Coaches, players, ship personnel and others all helped to dry the court with towels and mops, but the condensation kept coming back. Smith told USA Today Sports that he’d work with the operators to ensure that they avoid similar circumstances.
He added that it might be better to try to play the games earlier in the day. Mike Whalen, the promoter of the Carrier Classic, said his company still plans to hold the event next year in South Carolina.
He had received calls from interested schools as recently as Saturday morning but is looking into a rematch.
The Ohio State-Marquette and Florida-Georgetown games were the first foray into east coast aircraft carrier games.
The former was to be played off the coast of South Carolina, while the latter was played off the coast of Jacksonville before being canceled after the first half.

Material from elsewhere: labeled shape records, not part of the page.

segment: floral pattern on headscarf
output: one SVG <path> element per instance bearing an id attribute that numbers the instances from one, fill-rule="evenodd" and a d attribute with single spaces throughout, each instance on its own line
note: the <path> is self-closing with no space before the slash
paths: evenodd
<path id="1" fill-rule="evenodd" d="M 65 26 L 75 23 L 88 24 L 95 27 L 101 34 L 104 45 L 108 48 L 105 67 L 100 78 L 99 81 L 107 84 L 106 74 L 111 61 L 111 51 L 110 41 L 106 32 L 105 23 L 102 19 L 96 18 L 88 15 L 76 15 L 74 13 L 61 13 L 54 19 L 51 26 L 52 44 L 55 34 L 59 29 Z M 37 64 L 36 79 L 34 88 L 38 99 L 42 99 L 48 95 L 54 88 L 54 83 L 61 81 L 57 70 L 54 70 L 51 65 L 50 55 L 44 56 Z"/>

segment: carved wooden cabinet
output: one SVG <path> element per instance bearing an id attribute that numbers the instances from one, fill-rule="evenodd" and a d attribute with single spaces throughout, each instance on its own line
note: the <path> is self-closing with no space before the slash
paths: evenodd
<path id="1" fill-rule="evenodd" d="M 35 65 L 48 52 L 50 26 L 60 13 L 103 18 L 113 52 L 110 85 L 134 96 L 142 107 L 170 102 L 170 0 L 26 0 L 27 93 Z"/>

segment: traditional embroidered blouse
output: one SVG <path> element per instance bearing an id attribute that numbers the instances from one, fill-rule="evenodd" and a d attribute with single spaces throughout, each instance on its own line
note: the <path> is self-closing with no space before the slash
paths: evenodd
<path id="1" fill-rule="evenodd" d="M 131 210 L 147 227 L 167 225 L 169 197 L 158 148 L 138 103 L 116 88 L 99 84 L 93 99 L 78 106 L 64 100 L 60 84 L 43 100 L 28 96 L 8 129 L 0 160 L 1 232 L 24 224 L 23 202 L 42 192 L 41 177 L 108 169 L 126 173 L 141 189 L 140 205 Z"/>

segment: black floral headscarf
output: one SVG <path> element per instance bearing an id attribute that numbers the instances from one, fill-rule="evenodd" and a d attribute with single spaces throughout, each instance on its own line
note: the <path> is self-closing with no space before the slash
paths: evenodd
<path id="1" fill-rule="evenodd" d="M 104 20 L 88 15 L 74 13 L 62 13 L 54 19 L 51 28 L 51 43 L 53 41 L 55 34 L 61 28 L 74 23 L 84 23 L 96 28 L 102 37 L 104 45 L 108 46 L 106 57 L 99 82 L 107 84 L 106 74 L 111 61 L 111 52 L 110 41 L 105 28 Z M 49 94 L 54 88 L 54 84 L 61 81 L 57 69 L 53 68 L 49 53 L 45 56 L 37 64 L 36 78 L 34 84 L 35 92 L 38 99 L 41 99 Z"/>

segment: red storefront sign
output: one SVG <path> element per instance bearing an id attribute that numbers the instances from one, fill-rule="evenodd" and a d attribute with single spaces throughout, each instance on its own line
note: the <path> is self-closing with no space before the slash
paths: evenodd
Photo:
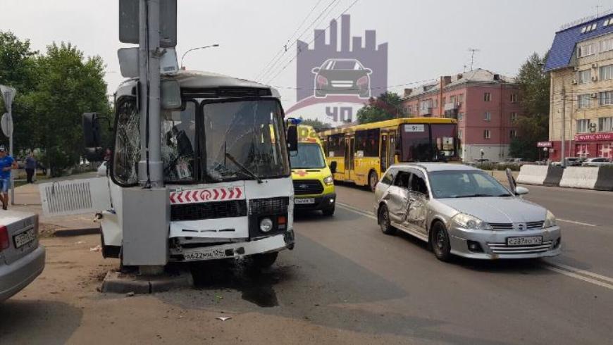
<path id="1" fill-rule="evenodd" d="M 575 142 L 603 142 L 613 140 L 613 133 L 575 134 Z"/>

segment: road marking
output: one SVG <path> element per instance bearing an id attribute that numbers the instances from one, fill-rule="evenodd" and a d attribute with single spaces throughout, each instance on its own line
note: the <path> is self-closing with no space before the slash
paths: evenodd
<path id="1" fill-rule="evenodd" d="M 364 210 L 360 210 L 356 207 L 347 205 L 347 203 L 336 203 L 336 205 L 340 206 L 341 208 L 344 208 L 347 211 L 350 211 L 355 213 L 358 213 L 361 215 L 364 215 L 365 217 L 368 217 L 371 219 L 377 220 L 377 218 L 375 217 L 374 214 L 371 212 L 366 211 Z M 569 222 L 573 223 L 577 223 L 581 225 L 595 227 L 596 225 L 592 224 L 582 223 L 579 222 L 574 222 L 572 220 L 564 220 L 558 219 L 558 220 L 561 220 L 563 222 Z M 605 275 L 598 275 L 590 271 L 586 271 L 585 270 L 581 270 L 579 268 L 575 268 L 572 266 L 569 266 L 567 265 L 563 265 L 561 263 L 552 263 L 549 262 L 544 262 L 543 265 L 543 268 L 549 270 L 552 272 L 555 272 L 557 273 L 559 273 L 561 275 L 566 275 L 566 277 L 570 277 L 571 278 L 578 279 L 583 282 L 586 282 L 590 284 L 593 284 L 595 285 L 597 285 L 601 287 L 604 287 L 605 289 L 609 289 L 609 290 L 613 290 L 613 278 L 609 277 L 607 277 Z"/>
<path id="2" fill-rule="evenodd" d="M 560 222 L 570 222 L 570 223 L 572 223 L 572 224 L 576 224 L 576 225 L 583 225 L 583 226 L 586 226 L 586 227 L 595 227 L 598 226 L 598 225 L 593 225 L 593 224 L 590 224 L 590 223 L 587 223 L 587 222 L 575 222 L 574 220 L 566 220 L 566 219 L 560 219 L 560 218 L 557 218 L 557 219 L 558 220 L 559 220 Z"/>

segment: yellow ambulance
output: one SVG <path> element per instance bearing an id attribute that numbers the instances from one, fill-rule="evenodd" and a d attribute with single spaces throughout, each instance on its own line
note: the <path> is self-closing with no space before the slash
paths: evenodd
<path id="1" fill-rule="evenodd" d="M 321 210 L 324 215 L 334 214 L 336 192 L 334 178 L 319 137 L 311 126 L 298 125 L 298 151 L 290 155 L 294 182 L 294 208 Z M 333 170 L 334 167 L 333 167 Z"/>

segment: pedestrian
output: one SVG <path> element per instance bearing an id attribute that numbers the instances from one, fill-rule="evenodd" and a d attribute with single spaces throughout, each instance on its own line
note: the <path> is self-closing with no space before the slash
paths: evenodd
<path id="1" fill-rule="evenodd" d="M 34 154 L 30 153 L 27 158 L 25 158 L 25 175 L 27 178 L 27 183 L 34 183 L 32 177 L 36 170 L 36 159 L 34 158 Z"/>
<path id="2" fill-rule="evenodd" d="M 0 201 L 2 201 L 3 210 L 8 207 L 11 169 L 17 169 L 17 162 L 6 153 L 6 149 L 0 145 Z"/>

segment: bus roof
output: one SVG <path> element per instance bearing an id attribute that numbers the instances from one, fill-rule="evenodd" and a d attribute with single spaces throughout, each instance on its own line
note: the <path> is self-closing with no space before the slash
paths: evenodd
<path id="1" fill-rule="evenodd" d="M 179 82 L 181 89 L 216 89 L 216 88 L 249 88 L 270 90 L 269 96 L 280 98 L 278 92 L 268 85 L 245 79 L 235 78 L 228 75 L 197 70 L 179 70 L 171 77 L 161 76 L 162 80 L 172 78 Z M 128 79 L 122 82 L 117 89 L 117 96 L 133 94 L 138 78 Z"/>
<path id="2" fill-rule="evenodd" d="M 386 120 L 376 123 L 364 123 L 342 128 L 333 128 L 320 133 L 320 135 L 330 135 L 338 133 L 345 133 L 357 130 L 373 130 L 386 127 L 396 127 L 403 123 L 457 123 L 455 119 L 443 118 L 402 118 Z"/>

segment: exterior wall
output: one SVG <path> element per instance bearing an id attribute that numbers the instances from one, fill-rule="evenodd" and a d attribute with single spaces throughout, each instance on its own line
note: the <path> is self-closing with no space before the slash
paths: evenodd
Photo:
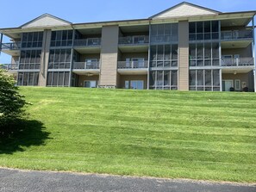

Smith pointed out that the weather is significantly different than last year’s venue in San Diego, and that nobody anticipated this.
But another aircraft carrier game scheduled in the same day in San Diego between San Diego State and Syracuse was postponed due to ominous weather forecasts.
Whalen and Smith emphasized that the game was the least important part of the experience.
The real focus, according to Smith, is to generate funds for the military and to have student-athletes interact with them and bring joy to their lives.
“That’s what it’s all about. These people protect our freedom,” he quipped.
Captain Greg Hicks, the deputy chief of Navy information, described the Florida and Georgetown game as an “absolutely incredible experience.”
More than 1,000 members of the Navy and Marines who attended or were involved in the game in Jacksonville will be richer for the experience, said Hicks.
He noted that like any other outreach event, the navy would determine whether to support it in the future.